After years of escalating conflict at the Paddepoel shopping centre in Groningen, the shop owners association has voted on a new policy which no longer requires businesses to be open during monthly shopping Sundays.
Translation by Traci White
RTV Noord reports that the new agreement also means that fines that had been levied against shop owners who refused to open have been thrown out. Shop owners can choose whether or not to open during the monthly Sunday shopping days, and hours on Thursday nights will be changed from closing at 9 p.m. to 8 p.m.
The Paddepoel shopping centre in the north of Groningen in particular has been a focal point of the debate. Several businesses were fined tens of thousands of euros of the course of the past few years because they refused to observe the mandatory opening hours on Sundays. While some businesses benefited from sales made during extra opening hours, smaller businesses in the shopping centre reportedly struggled with staffing their stores seven days a week, and many storefronts chafed at being forced to remain open.
Decide for themselves
All of the local parties in the municipality of Groningen running for election are in favour of letting shops decide for themselves whether to be open on shopping Sundays or not. The current municipal council wanted to hold off on plans to expand the shopping centre until the Sunday hours conflict was sorted out, which is now the case.
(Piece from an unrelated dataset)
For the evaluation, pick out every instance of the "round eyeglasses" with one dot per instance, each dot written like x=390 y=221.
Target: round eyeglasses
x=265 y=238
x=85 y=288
In 1996, Dutch national law stated that Dutch shops could not be open on Sundays, certain religious holidays, before 6 a.m. or after 10 p.m., but specified that local municipalities can make their own exemptions. Many areas have one Sunday a month where shops are open, but more and more municipalities across the country are embracing opening hours for shops on Sundays every week, especially areas with higher levels of tourism.
Back in June, the Frisian city of Drachten became the first in the Netherlands to pass a motion permitting shops to be open 24 hours a day, 365 days a year.